Play around, have fun. This isn't a serious JoyCaption release. I just thought it was cool.

Feed Me Seymour

The biggest issue I've had building JoyCaption's VQA dataset is coming up with user queries. I'm not that creative, and, like I said, the existing datasets are no help here. So, I've been trying my best, leaning on AIs to help where they can. But my goal with JoyCaption has always been for the model to be useful to me and others. And that means I want to know what queries actual users want the model to handle. So for this demo I've added a checkbox that, when checked, enables logging of the text queries. Not the images, not the responses, no user data, only the text query. I don't want to see your weird images. If you leave this checked, I'll be able to look at the queries and guide how I train JoyCaption. So, if you can, thank you! If you can't, just uncheck and enjoy the model in private like god intended. And the model is public, so you aren't constrained to the HF space.

I'm most interested in seeing things like "here's some examples of captions I want you to emulate", since, again, I'm not very creative and I tend to just write captions like ... well like a robot I guess :P. And more complicated instructions where you ask the bot to follow specific requirements, so this will provide the most juice to JoyCaption's instruction following (though I gotta say in building just this small dataset so far, writing responses by hand where there's EIGHT different steps and requirements is ... painful. God help me.)

The Data

I often get questions about JoyCaption's dataset. As I've always said, the caption dataset, and this VQA dataset, will be released as best I can. Most likely closer to a v1 release. I know, I know. I've seen so many projects promise to "release later" and then it never happens. And I know it's frustrating from the outside. How hard can it be? But from the inside, it's not a simple, zip and upload. JoyCaption's project is a mess internally, with code, data, and notebooks scattered everywhere. My focus is on getting shit done, and that means things get messy. For the data side of things, I gotta go through and try to piece it all together into something more cohesive for release, and try to grab all the URLs, dataset references, etc. So please, have patience with me, I'm slow. Go write some weird queries into this model in the meantime.
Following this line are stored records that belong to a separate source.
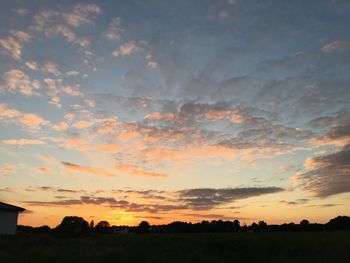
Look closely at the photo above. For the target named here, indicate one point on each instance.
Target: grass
(236, 247)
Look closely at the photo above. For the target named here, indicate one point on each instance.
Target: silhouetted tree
(73, 226)
(339, 223)
(304, 222)
(103, 224)
(236, 226)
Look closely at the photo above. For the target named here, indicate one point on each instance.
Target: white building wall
(8, 222)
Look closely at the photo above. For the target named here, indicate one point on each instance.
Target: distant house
(8, 218)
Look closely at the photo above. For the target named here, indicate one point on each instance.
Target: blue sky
(188, 110)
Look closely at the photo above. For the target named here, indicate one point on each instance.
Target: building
(8, 218)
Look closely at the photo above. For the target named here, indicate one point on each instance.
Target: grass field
(308, 247)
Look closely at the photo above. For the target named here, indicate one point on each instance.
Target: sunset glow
(175, 110)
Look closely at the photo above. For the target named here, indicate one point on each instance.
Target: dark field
(235, 247)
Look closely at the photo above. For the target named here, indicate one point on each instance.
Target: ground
(158, 248)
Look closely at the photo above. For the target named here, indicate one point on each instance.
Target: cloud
(87, 200)
(14, 43)
(207, 198)
(32, 121)
(126, 49)
(47, 67)
(330, 47)
(29, 120)
(16, 80)
(300, 201)
(183, 200)
(151, 61)
(6, 170)
(87, 169)
(72, 73)
(72, 91)
(114, 30)
(21, 142)
(142, 171)
(82, 124)
(63, 23)
(61, 126)
(326, 175)
(8, 113)
(338, 132)
(45, 170)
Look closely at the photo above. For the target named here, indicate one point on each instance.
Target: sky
(175, 110)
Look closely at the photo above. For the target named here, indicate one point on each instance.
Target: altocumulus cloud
(327, 174)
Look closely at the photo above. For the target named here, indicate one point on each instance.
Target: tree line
(78, 226)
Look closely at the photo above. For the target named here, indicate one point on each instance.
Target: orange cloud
(21, 142)
(45, 170)
(62, 126)
(6, 112)
(17, 81)
(214, 115)
(32, 121)
(82, 124)
(138, 171)
(87, 169)
(13, 43)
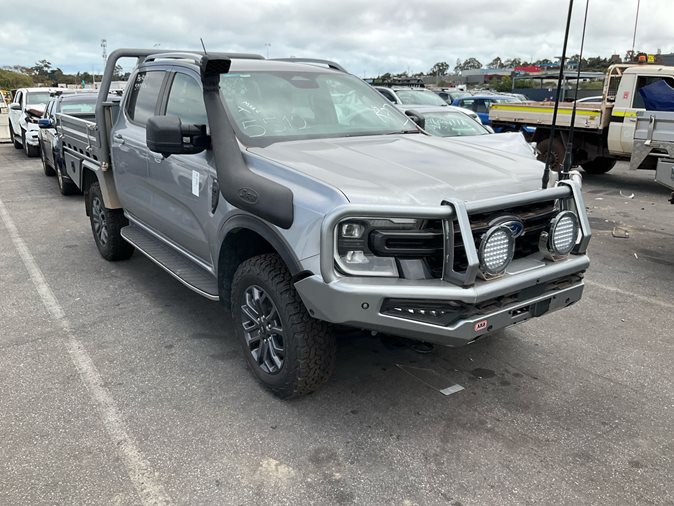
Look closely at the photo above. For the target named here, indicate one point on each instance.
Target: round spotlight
(563, 233)
(496, 250)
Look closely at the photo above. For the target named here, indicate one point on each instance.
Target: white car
(27, 107)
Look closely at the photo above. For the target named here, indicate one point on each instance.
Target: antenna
(546, 171)
(564, 174)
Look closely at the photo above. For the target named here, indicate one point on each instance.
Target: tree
(439, 69)
(12, 80)
(496, 63)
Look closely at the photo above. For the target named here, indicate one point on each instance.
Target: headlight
(354, 254)
(563, 234)
(497, 248)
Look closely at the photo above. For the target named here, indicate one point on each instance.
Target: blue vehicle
(480, 104)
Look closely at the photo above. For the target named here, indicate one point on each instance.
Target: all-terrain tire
(556, 148)
(599, 165)
(48, 170)
(309, 348)
(106, 225)
(17, 144)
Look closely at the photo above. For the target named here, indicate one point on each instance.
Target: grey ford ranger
(299, 197)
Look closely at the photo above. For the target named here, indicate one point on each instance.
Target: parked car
(27, 107)
(445, 122)
(450, 95)
(406, 96)
(82, 105)
(238, 176)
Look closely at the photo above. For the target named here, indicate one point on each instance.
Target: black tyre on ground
(599, 165)
(66, 187)
(289, 352)
(31, 151)
(17, 144)
(556, 148)
(48, 169)
(106, 224)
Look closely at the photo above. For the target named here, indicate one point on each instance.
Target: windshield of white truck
(37, 97)
(267, 107)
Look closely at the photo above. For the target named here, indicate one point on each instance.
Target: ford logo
(513, 223)
(248, 195)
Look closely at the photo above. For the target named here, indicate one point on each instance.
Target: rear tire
(48, 170)
(556, 148)
(66, 187)
(599, 165)
(288, 351)
(106, 225)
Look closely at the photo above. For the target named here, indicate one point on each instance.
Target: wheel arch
(245, 236)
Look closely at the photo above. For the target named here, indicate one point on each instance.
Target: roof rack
(315, 61)
(195, 56)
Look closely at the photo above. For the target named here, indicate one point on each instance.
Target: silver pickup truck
(299, 197)
(654, 137)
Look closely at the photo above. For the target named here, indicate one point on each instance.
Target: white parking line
(143, 477)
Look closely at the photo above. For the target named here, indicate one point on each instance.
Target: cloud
(367, 37)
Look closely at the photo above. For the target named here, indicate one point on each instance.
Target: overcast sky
(367, 37)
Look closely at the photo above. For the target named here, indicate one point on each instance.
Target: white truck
(654, 138)
(604, 131)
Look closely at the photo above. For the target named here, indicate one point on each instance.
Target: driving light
(496, 250)
(563, 233)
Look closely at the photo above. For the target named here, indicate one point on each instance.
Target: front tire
(288, 351)
(31, 151)
(599, 165)
(106, 225)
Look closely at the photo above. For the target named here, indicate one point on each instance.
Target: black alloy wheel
(263, 329)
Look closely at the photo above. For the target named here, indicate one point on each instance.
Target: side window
(186, 100)
(144, 94)
(637, 99)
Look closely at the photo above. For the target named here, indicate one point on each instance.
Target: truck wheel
(556, 148)
(106, 224)
(17, 144)
(289, 352)
(599, 165)
(66, 187)
(48, 171)
(31, 151)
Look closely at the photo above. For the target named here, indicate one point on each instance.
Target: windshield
(419, 97)
(267, 107)
(37, 97)
(452, 124)
(85, 104)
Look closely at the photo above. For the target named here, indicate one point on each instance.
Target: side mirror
(416, 117)
(168, 136)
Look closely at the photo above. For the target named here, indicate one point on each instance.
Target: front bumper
(459, 307)
(358, 302)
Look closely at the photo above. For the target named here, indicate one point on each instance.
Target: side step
(173, 262)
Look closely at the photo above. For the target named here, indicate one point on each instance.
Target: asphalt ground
(120, 386)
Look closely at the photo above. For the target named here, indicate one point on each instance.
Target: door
(182, 184)
(15, 115)
(128, 148)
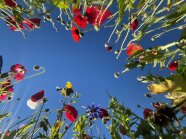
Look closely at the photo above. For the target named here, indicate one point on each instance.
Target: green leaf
(24, 129)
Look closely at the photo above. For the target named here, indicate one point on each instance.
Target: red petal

As for the training code, the same applies. It's a mess. But I did just factor out a clean finetuning script (for the VQA stuff), so I might dump that soon. I think this work shows that JoyCaption can be finetuned with very little data, so maybe that's useful right now for users that want to shift its style.

Examples

What's an article without some examples!

First off, the most requested feature, being able to give JoyCaption some tags and having it use them:

That took a lot of coaxing, since any mention of "caption" tends to make the model fall back to its old behaviors. But this at least shows that it's getting there, slowly.

But what's the use of only good examples when the model has a sense of humor?

And hey, this isn't GPT4o. Sometimes it's just mean.

Feedback

As always, I appreciate any and all feedback. Thank you for taking the time to read this article. I hope it's interesting and maybe in some small way insightful. I hope the model is fun! There's lots of areas to improve JoyCaption, so keep the feedback coming. Progress is slow, but I'm always doing what I can to fold your requests into the model.